Posted on Feb. 4, 2022

The IRS has launched an emergency effort to clear its deep backlog of unprocessed mail and amended tax returns by temporarily reassigning 1,200 of its employees.

The backlog is at the root of a cascade of problems for both taxpayers and the IRS. Tax professionals have reported widespread issues with the agency’s system sending automated notices yet not processing taxpayer responses. That in turn requires tax professionals to call the already overwhelmed IRS phone lines for assistance, which isn’t often readily obtained.

The 2022 filing season began January 24, but the IRS’s accounts management function “is still facing unprecedented inventory levels,” IRS Commissioner Charles Rettig said in a February 2 internal email to employees. “This is an all-hands-on-deck situation,” he said. “The bottom line is we need this help.”

The 1,200 IRS employees — many of whom were selected because they had prior experience in accounts management within the last two fiscal years as customer service representatives, clerks, and tax examiners — will be part of an “inventory surge team” that the agency expects to be in place through the end of September, Rettig said.

The National Treasury Employees Union is on board with the plan, with NTEU President Tony Reardon saying in a statement that his organization “will not stand in the way.”

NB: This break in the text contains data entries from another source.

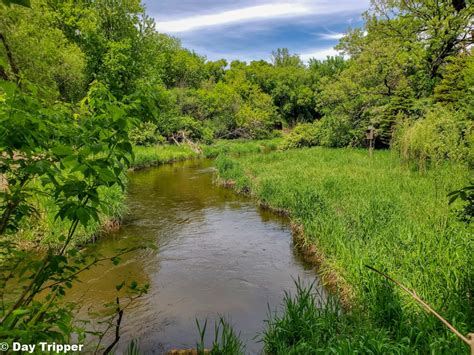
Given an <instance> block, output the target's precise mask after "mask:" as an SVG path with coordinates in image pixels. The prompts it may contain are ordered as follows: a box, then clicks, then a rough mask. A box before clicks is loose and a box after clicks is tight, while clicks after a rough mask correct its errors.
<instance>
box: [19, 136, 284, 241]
mask: <svg viewBox="0 0 474 355" xmlns="http://www.w3.org/2000/svg"><path fill="white" fill-rule="evenodd" d="M278 142H279V140H278V139H275V140H268V141H244V140H235V141H218V142H216V144H214V145H210V146H204V147H203V152H202V154H198V153H196V152H194V151H193V150H192V149H191V148H190V147H189V146H187V145H181V146H177V145H158V146H148V147H145V146H135V147H133V152H134V155H135V157H134V160H133V162H132V166H131V168H132V169H143V168H147V167H152V166H158V165H161V164H166V163H171V162H175V161H180V160H185V159H193V158H199V157H207V158H212V157H215V156H217V155H219V154H221V153H223V154H230V155H243V154H249V153H258V152H263V151H269V150H274V149H276V147H277V145H278ZM124 178H126V177H125V176H124ZM99 195H100V200H101V201H104V204H103V206H104V209H103V211H102V213H101V214H100V222H95V221H91V222H90V223H89V225H88V227H87V229H85V228H83V227H79V229H78V231H77V233H76V235H75V238H74V244H75V245H83V244H85V243H88V242H91V241H93V240H94V239H95V238H96V237H97V236H98V235H99V234H100V233H102V232H104V231H108V230H110V229H113V228H117V227H118V226H119V224H120V220H121V219H122V217H123V215H124V214H125V213H126V206H125V204H124V199H125V194H124V193H123V192H122V191H121V190H120V188H119V187H117V186H115V187H112V188H102V189H101V190H100V191H99ZM34 199H35V201H34V202H33V204H34V205H35V207H36V208H37V209H38V211H39V215H38V216H37V218H35V219H34V221H33V222H32V221H28V222H27V223H25V224H24V225H23V226H22V228H21V229H20V230H19V232H18V233H17V234H16V239H17V240H18V242H19V243H21V245H22V246H23V247H25V248H34V247H45V246H51V247H55V246H57V245H60V242H59V238H60V237H61V235H64V233H65V232H66V231H67V229H68V227H69V226H68V225H66V223H62V221H61V220H60V219H55V215H56V213H57V208H56V206H55V204H54V202H53V201H52V200H51V199H50V198H48V197H47V196H44V195H37V196H36V197H35V198H34Z"/></svg>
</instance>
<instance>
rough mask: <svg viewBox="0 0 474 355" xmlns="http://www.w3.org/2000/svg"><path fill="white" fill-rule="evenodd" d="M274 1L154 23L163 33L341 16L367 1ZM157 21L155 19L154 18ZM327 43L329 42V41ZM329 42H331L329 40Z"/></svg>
mask: <svg viewBox="0 0 474 355" xmlns="http://www.w3.org/2000/svg"><path fill="white" fill-rule="evenodd" d="M284 1H285V0H274V2H273V3H266V4H261V5H257V6H247V7H242V8H240V9H239V8H238V9H232V10H221V11H219V12H214V13H209V14H205V15H202V14H200V15H195V16H188V17H184V18H179V19H175V20H170V21H159V20H157V23H156V28H157V29H158V30H159V31H161V32H165V33H179V32H188V31H191V30H194V29H197V28H205V27H211V26H219V25H226V24H233V23H242V22H248V21H254V20H268V19H274V18H283V17H287V18H294V17H304V16H309V15H314V16H322V15H328V14H337V13H344V12H354V11H355V12H359V11H363V10H364V9H365V8H366V7H367V6H368V3H369V1H368V0H338V1H337V2H334V0H293V1H292V2H288V0H286V1H287V2H284ZM155 18H157V16H155ZM328 39H329V38H328ZM331 39H332V38H331Z"/></svg>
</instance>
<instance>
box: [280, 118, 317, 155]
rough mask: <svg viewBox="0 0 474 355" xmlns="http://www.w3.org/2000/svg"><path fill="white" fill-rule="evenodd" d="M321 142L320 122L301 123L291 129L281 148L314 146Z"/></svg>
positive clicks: (311, 146) (308, 146)
mask: <svg viewBox="0 0 474 355" xmlns="http://www.w3.org/2000/svg"><path fill="white" fill-rule="evenodd" d="M319 143H320V123H319V122H314V123H301V124H298V125H296V127H295V128H294V129H293V131H291V132H290V133H289V134H288V135H287V136H286V137H285V139H284V140H283V142H282V144H281V146H280V148H281V149H283V150H286V149H291V148H302V147H312V146H315V145H319Z"/></svg>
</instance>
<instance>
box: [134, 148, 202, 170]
mask: <svg viewBox="0 0 474 355" xmlns="http://www.w3.org/2000/svg"><path fill="white" fill-rule="evenodd" d="M133 153H134V154H135V159H134V160H133V162H132V168H134V169H140V168H146V167H151V166H156V165H160V164H165V163H170V162H173V161H179V160H185V159H190V158H195V157H197V156H198V154H197V153H195V152H193V151H192V149H191V148H190V147H189V146H187V145H181V146H177V145H157V146H150V147H144V146H135V147H133Z"/></svg>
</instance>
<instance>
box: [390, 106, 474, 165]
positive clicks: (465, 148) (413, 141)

“Also, to state the obvious, this large-scale reassignment of employees is a temporary fix at best and wouldn't be necessary if the IRS — after a decade of budget and staffing cuts — had the funding and the resources it needs to address the increased workload affecting every division of the agency,” Reardon said.

The IRS’s ongoing inventory backlog was the top concern listed in National Taxpayer Advocate Erin Collins’s most recent report to Congress, released January 12. In the report, Collins warned that the backlog and the problems stemming from it were “harming millions of taxpayers,” and urged the agency to prioritize the processing of paper returns and tax refunds, “realigning resources if necessary.”

The American Institute of CPAs also praised the move in a February 3 statement, calling it, and the IRS’s decision last week to suspend one type of automated notice, “positive steps in the right direction.” But the group said the IRS can and should do more, citing the recommendations in a January 27 letter that it, along with a coalition of other groups representing tax professionals, sent to the IRS. The  letter called on the IRS to temporarily suspend all automated compliance actions and provide penalty relief for tax years 2020 and 2021, among other recommendations.